FW山本摩也(スポ2=スフィーダ世田谷)
――きょうの試合を振り返って
筑波大とは前期は引き分けていてきょうはとにかく勝ちたいという意識で臨みました。それでも前半上手くいかなくて、後半勝負という気持ちでいったのですが立ち上がりに失点してしまって・・・。後半ビハインドになってから1対1に追いついたのはポジティブな要素だったとは思いますけど、課題の残る一戦になったと感じています。
――上手くいかなかった要因というものは
単純に相手のプレスが良くてパスワークが封じられたのもあったと思いますけど、試合を通して思い通りにできない時間というものは少なからず出てきます。そういう中でそれを引きずってしまうというか、自分たちの時間になかなかできないのが課題ですね。自分たちで流れを引き戻すようなプレーをもっと出していかないといけないと思います。
――山本選手自身は1トップとしてのプレーが続いています
ななみ(FW瀬口七海、スポ3=兵庫・日ノ本)や川原(FW川原奈央、スポ1=兵庫・日ノ本)のように個人で縦に抜けられる速さがある選手がユニバーシアードで欠けている中で、サイドでタメを使ってしっかり攻めようということで4-2-3-1のフォーメーションで戦っています。1トップでプレーするなかで難しさも感じていますが、自分の中ではやりやすいという手応えが大きくなっています。
――難しさというものはどこに感じているのでしょうか
もっとゴールに仕掛けるところですね。1トップなんでゴールに一番近いですし、相手にとってもっと恐い選手にならないといけないと感じています。自分はパスの方が好きだという気持ちもありますが、やっぱり自分が仕掛けないと味方にとっても頼りになる存在になりたいです。

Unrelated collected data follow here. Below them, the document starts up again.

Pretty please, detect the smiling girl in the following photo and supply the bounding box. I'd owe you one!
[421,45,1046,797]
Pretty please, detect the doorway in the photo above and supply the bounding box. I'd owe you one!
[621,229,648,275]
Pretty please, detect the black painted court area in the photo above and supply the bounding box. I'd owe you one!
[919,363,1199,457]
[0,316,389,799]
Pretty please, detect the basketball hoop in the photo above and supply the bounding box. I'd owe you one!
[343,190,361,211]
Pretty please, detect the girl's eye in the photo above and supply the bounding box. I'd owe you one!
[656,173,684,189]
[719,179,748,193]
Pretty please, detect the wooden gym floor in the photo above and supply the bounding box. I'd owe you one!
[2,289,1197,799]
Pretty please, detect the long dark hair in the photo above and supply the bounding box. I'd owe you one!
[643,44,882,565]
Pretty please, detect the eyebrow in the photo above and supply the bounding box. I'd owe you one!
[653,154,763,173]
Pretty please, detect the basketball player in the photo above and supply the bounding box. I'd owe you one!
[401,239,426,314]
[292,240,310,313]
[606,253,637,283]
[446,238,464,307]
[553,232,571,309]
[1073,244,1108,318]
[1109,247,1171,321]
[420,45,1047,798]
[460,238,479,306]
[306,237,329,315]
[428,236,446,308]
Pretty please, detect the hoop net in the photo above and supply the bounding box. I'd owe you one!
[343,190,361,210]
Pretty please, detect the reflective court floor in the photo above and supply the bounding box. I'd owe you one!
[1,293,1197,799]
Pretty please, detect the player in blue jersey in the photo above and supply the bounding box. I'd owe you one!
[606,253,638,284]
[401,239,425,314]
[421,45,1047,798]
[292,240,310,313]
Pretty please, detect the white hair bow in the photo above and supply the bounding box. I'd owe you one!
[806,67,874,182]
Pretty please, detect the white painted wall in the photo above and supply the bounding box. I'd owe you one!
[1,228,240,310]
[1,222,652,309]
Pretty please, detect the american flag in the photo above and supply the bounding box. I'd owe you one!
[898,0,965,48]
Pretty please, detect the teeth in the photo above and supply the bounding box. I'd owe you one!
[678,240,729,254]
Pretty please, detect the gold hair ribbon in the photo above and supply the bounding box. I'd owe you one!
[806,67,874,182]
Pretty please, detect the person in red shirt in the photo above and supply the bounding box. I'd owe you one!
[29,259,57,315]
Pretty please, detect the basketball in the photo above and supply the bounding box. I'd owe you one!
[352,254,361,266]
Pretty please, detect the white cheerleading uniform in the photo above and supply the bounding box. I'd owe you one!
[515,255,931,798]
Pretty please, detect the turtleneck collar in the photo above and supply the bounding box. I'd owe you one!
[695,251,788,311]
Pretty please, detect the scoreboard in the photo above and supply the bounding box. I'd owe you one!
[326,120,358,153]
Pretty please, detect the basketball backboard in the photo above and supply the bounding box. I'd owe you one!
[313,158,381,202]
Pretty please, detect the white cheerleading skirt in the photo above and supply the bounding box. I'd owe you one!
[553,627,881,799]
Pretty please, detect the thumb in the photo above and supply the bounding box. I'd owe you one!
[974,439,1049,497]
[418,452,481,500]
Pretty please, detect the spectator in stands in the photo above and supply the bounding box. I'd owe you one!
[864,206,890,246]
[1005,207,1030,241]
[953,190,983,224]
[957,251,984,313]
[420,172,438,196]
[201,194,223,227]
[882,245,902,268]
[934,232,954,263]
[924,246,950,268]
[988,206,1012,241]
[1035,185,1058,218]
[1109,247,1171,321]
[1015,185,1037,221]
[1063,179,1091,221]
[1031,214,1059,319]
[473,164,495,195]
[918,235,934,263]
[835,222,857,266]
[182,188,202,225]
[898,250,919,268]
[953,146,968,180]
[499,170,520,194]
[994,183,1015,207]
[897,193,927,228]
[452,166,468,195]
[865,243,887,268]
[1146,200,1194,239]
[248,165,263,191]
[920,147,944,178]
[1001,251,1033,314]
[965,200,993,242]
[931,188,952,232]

――次節はホーム東伏見に戻っての一戦となります。意気込みをお願いします
次もユニバーシアード組はいないですけど、きょう出た課題をしっかりと修正して、次の試合では勝ち点3を取れるように頑張りたいです。

MF松川智(スポ2=大阪・桐蔭)
――きょうの試合を振り返って
筑波大相手で前期も良い試合が全然できていなくて、勝ちにいこうという感じで前半はやっていたと思います。後半から出たのですが、相手の攻撃が上手くて守備がなかなか上手くいかず、結構ひとりひとりが孤立してしまっていました。自分が入るときはゴール下のポジションなので点を狙っていこうと思っていました。
――監督に何と言われて入りましたか
0―0で結構拮抗した試合になると思っていたので、点を狙っていけと言われました。
――ゴールシーンを振り返って
正野(MF正野可菜子、社2=兵庫・日ノ本学園)が、パスを出す前に自分の名前を呼んで出ろっていう指示が出ていて、GKと1対1になって後は落ち着いて決めるだけでした。
――筑波大に対する苦手意識などはありますか
筑波大はワセダに対して守備などを結構徹底してきて、自分たちのサッカーをしようと言っているんですがそれがなかなかできていないです。苦手意識もあると思うんですが、そこは自分たちのいつも通りのサッカーをしたら勝てると思うので、そこを変えずにやっていくのが自分たちの課題かなと思っています。
――攻めあぐねていた原因は何だと思いますか
この暑さの中、もっと走らなければというのもあると思うんですけど、後半早い時間で先制されてしまってから攻めにかかっていたのでそれを最初からできていればもっと点が取れたと思います。
――かなりの暑さの中の試合となりました
その暑さの中で戦わないといけなくて、結構パスずれることやパスミスもあったので、暑さの戦い方、ボールの出しどころとかをしっかり考えて、そこをきっちりしていけば楽に自分たちのサッカーができたのかなと思います。
――次節の武蔵丘短大戦に向けて
引き分けに今回終わってしまったので、関東リーグで武蔵丘短大も個人のレベルが高いので、そこは注意していかないといけないと思っています。まずは個で勝って、今回できなかった自分たちのサッカーをまた1週間で改善していきたいと思います。